Le président Enrique Peña Nieto, déterminé à refuser de se voir imposer des conditions par Washington, s'apprêtait jeudi à recevoir à Mexico le secrétaire d'État américain Rex Tillerson pour dialoguer de manière «constructive» sur l'immigration, le mur frontalier et le commerce.

Son ministre des Affaires étrangères, Luis Videgaray, qui avait organisé la visite de Donald Trump à Mexico fin août et pilote désormais le dialogue bilatéral, a haussé le ton mercredi, quelques heures avant l'arrivée de M. Tillerson et du secrétaire américain à la Sécurité intérieure John Kelly.

«Je veux dire clairement, de la façon la plus emphatique qui soit, que le gouvernement du Mexique et le peuple mexicain n'ont pas à accepter des dispositions qu'un gouvernement veut imposer de manière unilatérale à un autre», a-t-il asséné en référence aux mesures sévères annoncées mardi contre l'immigration illégale.

Après une réunion mercredi soir avec les ministres de la Défense et de la Marine, MM. Tillerson et Kelly rencontreront aujourd'hui les responsables de l'Intérieur et des Finances, puis en milieu de journée le président Peña Nieto, qui avait annulé sa visite à Washington fin janvier face à l'insistance de M. Trump à vouloir faire payer au Mexique le mur à la frontière des deux pays.

Peu avant leur rencontre avec le président mexicain, les deux émissaires de M. Trump devaient s'exprimer devant la presse.

Depuis son arrivée à la Maison-Blanche il y a un mois, M. Trump, par son style et sa politique migratoire et commerciale, a déclenché la pire crise diplomatique entre les deux pays depuis des décennies.

Le magnat de l'immobilier, qui avait qualifié les migrants mexicains de «délinquants» et de «violeurs», a lancé le projet de construction d'un mur à la frontière promis durant sa campagne et menacé de le faire financer en ponctionnant les envois d'argent à leur famille des Mexicains vivant aux États-Unis.

M. Trump s'est par ailleurs engagé à renégocier, voire abroger, l'accord de libre-échange nord-américain ALENA, trop favorable selon lui aux intérêts du Mexique.

Une renégociation à haut risque pour l'économie mexicaine - aux exportations orientées à 80% vers les États-Unis - et dont le peso a lourdement chuté au cours des derniers mois pour atteindre son plus bas historique.

Dispositions unilatérales

S'efforçant de faire baisser la tension, les deux capitales ont assuré avoir entamé un «dialogue constructif» depuis la visite de Luis Videgaray il y a deux semaines à Washington, où il a rencontré M. Tillerson.

«Il est notable que le président envoie ces ministres au Mexique si tôt dans son mandat.
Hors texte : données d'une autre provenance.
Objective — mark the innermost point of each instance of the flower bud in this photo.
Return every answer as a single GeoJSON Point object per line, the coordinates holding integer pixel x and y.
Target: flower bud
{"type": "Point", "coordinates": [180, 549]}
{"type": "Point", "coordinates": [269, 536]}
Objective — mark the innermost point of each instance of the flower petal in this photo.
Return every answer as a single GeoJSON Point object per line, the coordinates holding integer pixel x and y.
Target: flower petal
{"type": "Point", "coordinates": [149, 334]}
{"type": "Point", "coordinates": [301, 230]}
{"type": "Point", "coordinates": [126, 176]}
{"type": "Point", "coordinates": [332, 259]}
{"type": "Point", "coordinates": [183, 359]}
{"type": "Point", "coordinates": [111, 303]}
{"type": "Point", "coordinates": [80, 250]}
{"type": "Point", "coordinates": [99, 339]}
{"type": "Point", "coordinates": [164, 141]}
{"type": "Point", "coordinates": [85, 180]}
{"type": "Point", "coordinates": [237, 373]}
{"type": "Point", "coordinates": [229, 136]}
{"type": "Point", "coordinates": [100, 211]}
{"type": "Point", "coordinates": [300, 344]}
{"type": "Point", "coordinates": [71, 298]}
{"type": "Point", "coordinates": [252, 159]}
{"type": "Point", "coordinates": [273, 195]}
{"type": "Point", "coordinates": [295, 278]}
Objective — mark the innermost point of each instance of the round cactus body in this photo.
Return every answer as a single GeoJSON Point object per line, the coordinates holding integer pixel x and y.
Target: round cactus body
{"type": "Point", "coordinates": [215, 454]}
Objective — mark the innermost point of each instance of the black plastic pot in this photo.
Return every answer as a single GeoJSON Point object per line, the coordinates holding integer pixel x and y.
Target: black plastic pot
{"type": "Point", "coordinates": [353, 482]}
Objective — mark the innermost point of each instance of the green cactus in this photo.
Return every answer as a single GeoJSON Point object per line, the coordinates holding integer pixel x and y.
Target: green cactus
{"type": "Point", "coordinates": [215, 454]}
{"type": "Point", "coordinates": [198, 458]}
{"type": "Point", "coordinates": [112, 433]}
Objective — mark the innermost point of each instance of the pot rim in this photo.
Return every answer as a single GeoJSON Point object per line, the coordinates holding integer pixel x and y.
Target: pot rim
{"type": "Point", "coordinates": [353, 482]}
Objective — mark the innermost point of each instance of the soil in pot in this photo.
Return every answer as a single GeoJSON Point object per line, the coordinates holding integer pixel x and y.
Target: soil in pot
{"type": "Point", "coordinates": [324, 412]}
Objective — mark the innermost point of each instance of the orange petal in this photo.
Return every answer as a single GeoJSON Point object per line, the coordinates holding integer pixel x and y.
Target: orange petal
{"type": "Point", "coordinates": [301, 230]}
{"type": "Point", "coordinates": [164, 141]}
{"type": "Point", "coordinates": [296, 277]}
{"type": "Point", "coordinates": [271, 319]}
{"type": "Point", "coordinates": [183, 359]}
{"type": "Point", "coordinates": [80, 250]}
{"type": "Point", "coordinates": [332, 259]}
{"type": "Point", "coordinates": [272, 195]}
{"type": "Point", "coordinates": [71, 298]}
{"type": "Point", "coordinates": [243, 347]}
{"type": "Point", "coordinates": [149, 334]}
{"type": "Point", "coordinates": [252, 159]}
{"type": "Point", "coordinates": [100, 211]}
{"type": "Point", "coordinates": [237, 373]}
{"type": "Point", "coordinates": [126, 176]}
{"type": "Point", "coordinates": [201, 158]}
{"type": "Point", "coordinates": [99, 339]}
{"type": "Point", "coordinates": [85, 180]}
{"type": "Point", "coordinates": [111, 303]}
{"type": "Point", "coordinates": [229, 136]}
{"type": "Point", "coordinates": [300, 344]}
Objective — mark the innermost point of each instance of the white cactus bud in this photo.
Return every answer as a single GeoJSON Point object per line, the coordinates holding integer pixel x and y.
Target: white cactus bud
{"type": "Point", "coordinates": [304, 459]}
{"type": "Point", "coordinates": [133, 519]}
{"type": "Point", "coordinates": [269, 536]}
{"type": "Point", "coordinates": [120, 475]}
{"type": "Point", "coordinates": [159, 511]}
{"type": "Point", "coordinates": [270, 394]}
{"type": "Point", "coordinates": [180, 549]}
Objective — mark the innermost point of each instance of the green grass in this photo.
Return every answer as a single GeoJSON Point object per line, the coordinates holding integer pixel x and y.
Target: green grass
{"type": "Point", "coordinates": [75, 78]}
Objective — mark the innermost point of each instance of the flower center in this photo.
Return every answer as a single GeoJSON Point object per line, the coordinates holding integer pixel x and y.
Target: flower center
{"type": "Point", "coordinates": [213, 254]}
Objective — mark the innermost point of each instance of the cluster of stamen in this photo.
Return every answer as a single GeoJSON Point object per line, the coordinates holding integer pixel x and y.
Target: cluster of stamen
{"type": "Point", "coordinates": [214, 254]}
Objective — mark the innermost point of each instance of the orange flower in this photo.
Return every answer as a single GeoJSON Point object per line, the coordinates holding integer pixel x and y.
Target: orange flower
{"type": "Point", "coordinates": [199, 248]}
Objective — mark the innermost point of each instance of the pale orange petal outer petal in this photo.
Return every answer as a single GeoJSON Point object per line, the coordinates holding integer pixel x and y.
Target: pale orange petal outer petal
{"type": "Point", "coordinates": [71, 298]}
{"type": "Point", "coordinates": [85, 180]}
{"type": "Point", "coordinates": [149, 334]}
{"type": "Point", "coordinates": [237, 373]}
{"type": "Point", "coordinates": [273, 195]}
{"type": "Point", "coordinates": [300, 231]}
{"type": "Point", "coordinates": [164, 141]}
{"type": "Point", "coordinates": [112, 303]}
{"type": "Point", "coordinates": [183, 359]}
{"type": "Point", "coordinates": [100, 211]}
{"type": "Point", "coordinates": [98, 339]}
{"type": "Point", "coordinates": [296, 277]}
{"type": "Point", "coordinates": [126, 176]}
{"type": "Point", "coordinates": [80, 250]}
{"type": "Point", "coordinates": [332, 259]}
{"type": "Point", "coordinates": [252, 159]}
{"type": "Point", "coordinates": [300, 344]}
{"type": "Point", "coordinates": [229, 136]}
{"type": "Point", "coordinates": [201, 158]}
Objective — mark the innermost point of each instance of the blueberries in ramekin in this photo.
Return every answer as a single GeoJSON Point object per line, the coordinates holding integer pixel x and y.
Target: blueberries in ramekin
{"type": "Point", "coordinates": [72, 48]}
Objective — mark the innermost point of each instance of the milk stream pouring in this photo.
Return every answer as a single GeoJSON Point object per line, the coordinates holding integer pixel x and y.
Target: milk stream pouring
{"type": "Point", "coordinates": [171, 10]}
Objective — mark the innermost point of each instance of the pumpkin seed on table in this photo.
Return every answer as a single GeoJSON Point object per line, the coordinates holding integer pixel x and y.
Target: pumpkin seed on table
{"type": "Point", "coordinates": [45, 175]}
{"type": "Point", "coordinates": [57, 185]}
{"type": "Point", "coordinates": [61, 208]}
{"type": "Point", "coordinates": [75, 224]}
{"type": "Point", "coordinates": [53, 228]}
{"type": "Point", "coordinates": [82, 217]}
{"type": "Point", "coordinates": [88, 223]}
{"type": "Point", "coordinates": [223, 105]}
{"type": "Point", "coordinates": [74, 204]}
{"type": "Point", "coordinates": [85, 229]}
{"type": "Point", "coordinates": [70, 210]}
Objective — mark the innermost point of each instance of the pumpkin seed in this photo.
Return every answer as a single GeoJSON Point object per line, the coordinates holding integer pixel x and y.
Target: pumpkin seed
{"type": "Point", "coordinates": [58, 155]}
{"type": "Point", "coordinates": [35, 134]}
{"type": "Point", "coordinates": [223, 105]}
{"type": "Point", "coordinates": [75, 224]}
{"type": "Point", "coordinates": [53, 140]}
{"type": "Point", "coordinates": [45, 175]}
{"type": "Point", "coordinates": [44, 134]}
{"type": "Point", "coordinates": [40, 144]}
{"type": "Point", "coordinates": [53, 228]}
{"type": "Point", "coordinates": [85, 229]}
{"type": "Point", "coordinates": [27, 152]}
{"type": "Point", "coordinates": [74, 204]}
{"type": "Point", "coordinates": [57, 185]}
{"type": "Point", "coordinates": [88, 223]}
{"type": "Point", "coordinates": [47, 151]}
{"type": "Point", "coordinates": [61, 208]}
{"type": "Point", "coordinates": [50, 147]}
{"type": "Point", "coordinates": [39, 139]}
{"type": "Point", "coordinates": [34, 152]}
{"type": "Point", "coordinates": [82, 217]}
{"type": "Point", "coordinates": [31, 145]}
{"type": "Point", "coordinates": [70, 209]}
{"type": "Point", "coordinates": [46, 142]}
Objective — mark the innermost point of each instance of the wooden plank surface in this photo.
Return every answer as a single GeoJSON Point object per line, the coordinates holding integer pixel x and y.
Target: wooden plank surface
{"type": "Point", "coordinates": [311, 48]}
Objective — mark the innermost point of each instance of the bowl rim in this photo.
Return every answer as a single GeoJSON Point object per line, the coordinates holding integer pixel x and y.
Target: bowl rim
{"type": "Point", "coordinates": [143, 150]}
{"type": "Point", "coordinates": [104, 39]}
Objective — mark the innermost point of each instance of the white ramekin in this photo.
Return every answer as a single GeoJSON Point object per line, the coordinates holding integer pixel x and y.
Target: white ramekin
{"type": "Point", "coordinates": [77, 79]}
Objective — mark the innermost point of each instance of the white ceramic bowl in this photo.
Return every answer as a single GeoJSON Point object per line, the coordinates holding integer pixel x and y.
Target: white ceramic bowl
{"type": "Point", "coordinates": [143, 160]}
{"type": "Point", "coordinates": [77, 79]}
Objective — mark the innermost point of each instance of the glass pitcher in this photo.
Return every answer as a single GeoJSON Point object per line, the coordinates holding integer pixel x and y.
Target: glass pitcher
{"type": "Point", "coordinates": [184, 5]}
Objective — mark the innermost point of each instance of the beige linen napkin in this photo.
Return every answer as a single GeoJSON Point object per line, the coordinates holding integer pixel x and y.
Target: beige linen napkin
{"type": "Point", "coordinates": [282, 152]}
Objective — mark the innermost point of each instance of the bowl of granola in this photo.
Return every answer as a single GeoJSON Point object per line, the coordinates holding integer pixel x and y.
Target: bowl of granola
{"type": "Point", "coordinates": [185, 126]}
C'est symbolique de la relation significative qui unit nos deux nations», a déclaré mercredi à Washington le porte-parole de la Maison-Blanche Sean Spicer.

La mission est délicate pour le discret nouveau secrétaire d'État américain, qui effectue là son deuxième voyage à l'étranger.

Selon Maureen Meyer, experte auprès de l'Organisation américaine de défense des droits de l'Homme WOLA, M. Tillerson a «une opportunité d'établir des relations davantage basées sur le respect mutuel».

«Nous sommes un grand allié pour lutter contre les migrations, le trafic de drogues», a insisté de son côté le ministre mexicain de l'Économie Ildefonso Guajardo dans une interview samedi au quotidien The Globe and Mail.

«Si à un moment la relation est malmenée, les motivations pour que le peuple mexicain poursuive sa collaboration sur ces questions au coeur de la sécurité diminueront», a-t-il déclaré.

«Nous n'accepterons pas d'être le patio à l'arrière des États-Unis», où le président américain pourra expulser «qui bon lui semble», a déclaré jeudi à l'AFP le sénateur mexicain Fernando Herrera du parti conservateur mexicain (PAN), qui élabore actuellement un décret pour fixer les limites de la négociation avec les États-Unis.

Accusé de faiblesse par l'opposition de gauche, le gouvernement mexicain se retrouve également sous la pression de la rue après les propos incendiaires de M. Trump, qui ont suscité un regain de fierté nationale dans tout le pays.

Des dizaines de milliers de personnes ont manifesté dans plusieurs villes du Mexique, il y a dix jours, pour dénoncer les projets de mur frontalier, mais aussi appeler M. Peña Nieto à plus de fermeté face à M. Trump.